À Sa Santé: We Tried Out The London Wine Bar Championing Female Producers

Last updated . By Olivia Cheves.

A unique slice of French charm in Central London, Covent Garden’s Lady of the Grapes is looking to make a change within the wine bar industry. Throwing their full support behind gender balance in winemaking, the bar’s bottle list is an intriguing and ever-changing directory from predominantly female-fronted producers. Alongside selling the wares, Lady of the Grapes’ owner, Carole, also offers a series of events and tasting that look to champion the movement.

Lady of the Grapes London Review

The taste of a French escape awaits you at this Covent Garden wine bar.

The Maiden Lane space is by no means large, in fact the front window is almost completely obscured by a Thames Water truck when we arrive, but inside it is well and truly abuzz. It may be just six months old, but word has clearly travelled fast. Staff weave between the packed wooden tables, sparkling glasses teetering a-top serving trays; knives tackle knives for the last sliver of Saint-Nectaire while couples squint at the chalked up wine list opposite the bar. We start with a Côtes du Jura pinot noir (£11), which smacks of dense fruit but sits lightly on the palate and acts as a perfect kick-off point for the main event for the evening; fondue.

Already on the bubble as it arrives, the melting pot of Emmental, Comte and Abondance (£23 per person) is rich, creamy and devilishly indulgent. Using cubes of crusty bread, we pull strings of gooey cheese from the hot pot - only burning our tongues on one or two occasions. We opt for a plate of charcuterie to accompany it (an extra £6 each), adding cured meat and salty salami to the mix. On recommendation, we pair the dish with a Jacquère Curtet (£10) from the Savoie region, a fresh white wine with a sharpness that makes it a fair match for the tangy cheese.

Lady of the Grapes Covent Garden Review

Soak up the wine with the bar's stunning selection of meats, cheeses and hot dishes.
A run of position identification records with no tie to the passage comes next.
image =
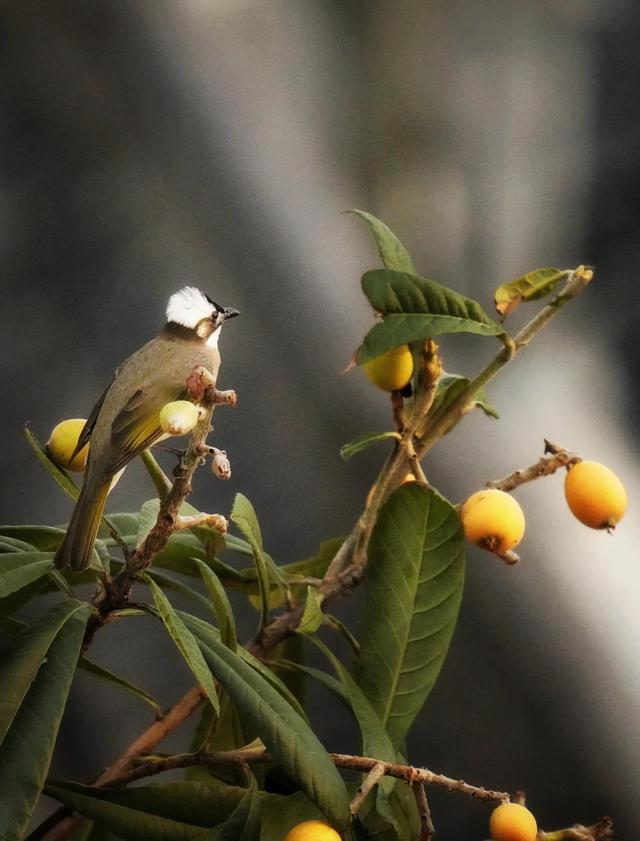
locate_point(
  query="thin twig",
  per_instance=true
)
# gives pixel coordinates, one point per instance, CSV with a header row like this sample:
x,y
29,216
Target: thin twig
x,y
545,466
427,828
372,778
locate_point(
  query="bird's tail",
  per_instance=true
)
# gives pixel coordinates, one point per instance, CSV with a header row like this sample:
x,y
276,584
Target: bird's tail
x,y
76,548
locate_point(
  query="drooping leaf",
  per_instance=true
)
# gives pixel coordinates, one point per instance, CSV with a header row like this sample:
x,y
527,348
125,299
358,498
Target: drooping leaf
x,y
17,569
147,517
279,815
312,616
530,287
185,643
170,582
392,252
349,450
375,740
100,672
30,730
44,538
450,387
415,309
294,746
244,517
221,604
127,823
412,595
13,544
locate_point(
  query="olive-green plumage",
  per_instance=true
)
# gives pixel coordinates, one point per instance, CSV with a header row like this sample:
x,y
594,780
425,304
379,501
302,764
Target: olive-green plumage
x,y
125,419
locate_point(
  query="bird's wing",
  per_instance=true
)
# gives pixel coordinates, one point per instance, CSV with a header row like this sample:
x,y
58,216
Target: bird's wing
x,y
87,429
137,425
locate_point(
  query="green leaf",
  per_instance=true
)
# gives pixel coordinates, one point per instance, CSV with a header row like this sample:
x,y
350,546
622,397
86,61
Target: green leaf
x,y
530,287
127,823
312,615
375,740
392,252
44,538
244,517
17,569
412,595
147,517
294,746
415,309
185,643
221,604
12,544
281,814
108,676
30,729
450,387
349,450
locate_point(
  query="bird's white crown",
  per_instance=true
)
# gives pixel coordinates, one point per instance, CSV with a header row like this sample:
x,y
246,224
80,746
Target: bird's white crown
x,y
188,307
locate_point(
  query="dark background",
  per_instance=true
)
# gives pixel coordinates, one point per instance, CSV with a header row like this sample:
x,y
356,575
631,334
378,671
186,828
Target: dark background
x,y
149,145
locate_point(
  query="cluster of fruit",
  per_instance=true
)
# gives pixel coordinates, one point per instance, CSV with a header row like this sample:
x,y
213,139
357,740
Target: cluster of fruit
x,y
508,822
493,520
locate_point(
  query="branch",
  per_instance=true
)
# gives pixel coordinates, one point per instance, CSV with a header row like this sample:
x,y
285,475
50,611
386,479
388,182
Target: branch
x,y
546,466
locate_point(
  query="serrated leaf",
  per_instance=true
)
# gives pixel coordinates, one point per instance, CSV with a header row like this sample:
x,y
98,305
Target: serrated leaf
x,y
392,252
44,538
244,517
29,739
415,309
100,672
185,643
279,815
221,605
412,594
128,824
450,387
294,745
17,569
530,287
360,443
312,616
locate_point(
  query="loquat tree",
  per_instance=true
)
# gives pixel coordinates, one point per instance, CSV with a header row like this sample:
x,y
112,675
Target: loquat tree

Kicking the indulgence up another notch - along with our chances of contracting gout - we spring for dessert. Lady of the Grapes keeps it simple with just two options: crème brûlée (£8) and chocolate mousse with pralines (£7). We order both. The mousse is dense and moorish, rich, deeply flavoured chocolate offset by a sweet crumble of praline. Did I finish it? No, I did not. Do I regret this? I’ve thought of nothing else since.

The DesignMyNight Digest

With character, integrity and atmosphere, Lady of the Grapes is a real prize. For the wine buffs, it’s a playground of unique bottles, and for everyone else it’s a salt-of-the-earth spot for a sip, a nibble and a little European escapism.

Lady of the Grapes is open Monday-Tuesday from 5pm-12am, Wednesday to Saturday from 12pm-12.30am and Sunday from 12pm-10.30pm. You can find at 16 Maiden Lane, London, WC2E 7NJ.